Role in 'Goats' recalls Dude from 'Lebowski'
By Steven Rea
The Philadelphia Inquirer
Tucson, Arizona | Published: 11.08.2009
TORONTO — In "The Men Who Stare at Goats," Jeff Bridges plays Bill Django, a military man who returns from Vietnam to embrace the '60s counterculture headlong — the whole Aquarian Age, flower power, altered states of consciousness thing.
But rather than drop out of the Army, Django is allowed to train a new squad of men: a group of would-be warrior monks who employ psychic powers to slay, but preferably sway, the enemy.
The movie, which premiered at the Toronto International Film Festival in September and opened here Friday, is an inspired and nutty affair that also stars George Clooney, Kevin Spacey and Ewan McGregor. Based on the (yes) nonfiction book about government paranormal intelligence ops, "Goats" is no less loopy than Bridges' character: a tie-dyed mystic, a pot-smoking visionary.
"I'm a product of that age, that era," says Bridges, who turns 60 next month. "You know, I did a lot of things that folks did back in the '60s and '70s."

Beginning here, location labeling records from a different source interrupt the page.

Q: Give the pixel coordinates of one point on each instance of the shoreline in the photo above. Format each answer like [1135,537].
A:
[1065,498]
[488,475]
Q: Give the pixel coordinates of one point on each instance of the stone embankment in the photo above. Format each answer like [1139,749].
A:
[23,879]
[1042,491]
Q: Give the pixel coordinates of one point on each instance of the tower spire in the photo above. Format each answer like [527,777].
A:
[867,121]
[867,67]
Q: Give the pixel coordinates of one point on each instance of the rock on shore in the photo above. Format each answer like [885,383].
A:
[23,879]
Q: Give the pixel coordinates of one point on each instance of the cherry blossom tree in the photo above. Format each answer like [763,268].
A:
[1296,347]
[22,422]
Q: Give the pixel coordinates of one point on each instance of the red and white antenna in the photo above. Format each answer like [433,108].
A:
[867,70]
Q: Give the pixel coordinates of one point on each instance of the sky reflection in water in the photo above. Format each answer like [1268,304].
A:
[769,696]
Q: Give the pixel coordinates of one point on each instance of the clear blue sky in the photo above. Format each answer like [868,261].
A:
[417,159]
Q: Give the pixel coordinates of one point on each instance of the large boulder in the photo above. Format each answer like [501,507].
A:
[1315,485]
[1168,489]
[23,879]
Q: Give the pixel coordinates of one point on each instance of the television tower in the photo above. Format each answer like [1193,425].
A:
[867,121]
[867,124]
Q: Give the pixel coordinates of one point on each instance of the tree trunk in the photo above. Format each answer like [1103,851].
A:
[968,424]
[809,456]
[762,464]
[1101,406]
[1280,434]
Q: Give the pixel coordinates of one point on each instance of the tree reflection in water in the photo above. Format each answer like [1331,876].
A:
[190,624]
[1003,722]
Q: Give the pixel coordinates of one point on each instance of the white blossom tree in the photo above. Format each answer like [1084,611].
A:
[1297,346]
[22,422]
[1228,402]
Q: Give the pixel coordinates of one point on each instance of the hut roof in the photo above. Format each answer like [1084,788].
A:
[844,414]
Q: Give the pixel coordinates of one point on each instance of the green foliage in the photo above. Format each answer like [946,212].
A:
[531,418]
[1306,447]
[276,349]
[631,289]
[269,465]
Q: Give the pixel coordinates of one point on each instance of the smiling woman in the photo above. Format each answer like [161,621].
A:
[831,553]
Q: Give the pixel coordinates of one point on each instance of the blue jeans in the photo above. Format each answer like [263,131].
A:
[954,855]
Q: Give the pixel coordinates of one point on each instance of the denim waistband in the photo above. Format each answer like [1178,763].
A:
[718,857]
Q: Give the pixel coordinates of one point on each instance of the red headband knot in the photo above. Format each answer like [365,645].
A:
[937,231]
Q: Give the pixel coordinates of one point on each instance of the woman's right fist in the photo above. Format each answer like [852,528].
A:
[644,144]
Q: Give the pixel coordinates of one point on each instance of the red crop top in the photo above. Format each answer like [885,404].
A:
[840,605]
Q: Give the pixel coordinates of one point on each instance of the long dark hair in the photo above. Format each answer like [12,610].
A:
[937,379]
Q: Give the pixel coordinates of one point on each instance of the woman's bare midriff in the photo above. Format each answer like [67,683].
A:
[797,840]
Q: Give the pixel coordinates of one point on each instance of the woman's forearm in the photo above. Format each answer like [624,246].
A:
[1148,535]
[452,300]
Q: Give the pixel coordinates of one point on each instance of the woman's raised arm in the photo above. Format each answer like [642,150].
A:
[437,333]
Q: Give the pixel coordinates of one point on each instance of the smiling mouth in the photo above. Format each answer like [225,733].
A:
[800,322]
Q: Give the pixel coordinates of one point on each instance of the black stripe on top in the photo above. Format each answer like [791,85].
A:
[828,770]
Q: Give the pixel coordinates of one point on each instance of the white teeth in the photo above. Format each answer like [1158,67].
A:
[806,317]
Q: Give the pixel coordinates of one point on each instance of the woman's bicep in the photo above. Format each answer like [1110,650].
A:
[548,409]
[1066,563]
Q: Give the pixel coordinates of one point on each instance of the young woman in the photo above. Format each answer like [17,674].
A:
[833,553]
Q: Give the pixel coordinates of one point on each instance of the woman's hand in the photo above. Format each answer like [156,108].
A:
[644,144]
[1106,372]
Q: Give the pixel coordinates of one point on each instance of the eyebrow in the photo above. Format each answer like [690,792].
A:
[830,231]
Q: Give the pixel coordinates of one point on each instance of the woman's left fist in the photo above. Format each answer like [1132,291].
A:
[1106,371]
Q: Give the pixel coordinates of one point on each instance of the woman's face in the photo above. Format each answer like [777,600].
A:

One of those things was hanging out with John Lilly, the psychedelicized philosopher famous for exploring man-dolphin communication and developing the isolation tank.
"I was a buddy of John's," says Bridges, in Toronto for the premiere. "I was one of his subjects in the isolation tank. He studied my responses to it. . . . So when it came time to do 'The Men Who Stare at Goats,' I really looked back into that part of my past."
Fans of "The Big Lebowski," the 1998 Coen brothers cult phenom in which Bridges stars as the stoner sleuth the Dude, would say Bridges brought plenty of that character to Django, too.
"I wasn't really thinking of the Dude when I was doing this. I was going for a different thing," he says. "But I can see how people would think that."
Bridges, son of actor Lloyd and brother of actor Beau, has been working a lot. In a succession he cannot now remember, he shot "The Men Who Stare at Goats," "The Open Road" (with Justin Timberlake), "Crazy Heart" (with Robert Duvall), and "The Dog Year" (with a border collie named Ryder) back to back to back. And in Toronto he was looking to meet up with Joel and Ethan Coen, who have nabbed him for the John Wayne role in their remake of "True Grit."
For Bridges, an acting career seemed a foregone conclusion. After all, his first screen credits were on 1958 episodes of his father's TV series, "Sea Hunt."
But Bridges says he didn't fully commit to his job until after he had shot "The Last American Hero," the 1973 picture in which he starred as race-car driver Junior Jackson.
"Normally, after a movie I'm exhausted — a certain emotional muscle is exhausted," he says. "I don't feel like pretending to be somebody. I just want to be myself. And you get this feeling of 'Oh, I don't want to do this ever again.' And thankfully, I've learned over the years that that feeling subsides."
He finally committed to acting when "Hero" director Lamont Johnson pushed him into doing the film version of "The Iceman Cometh," where he learned from and bonded with Fredric March, Lee Marvin and Robert Ryan.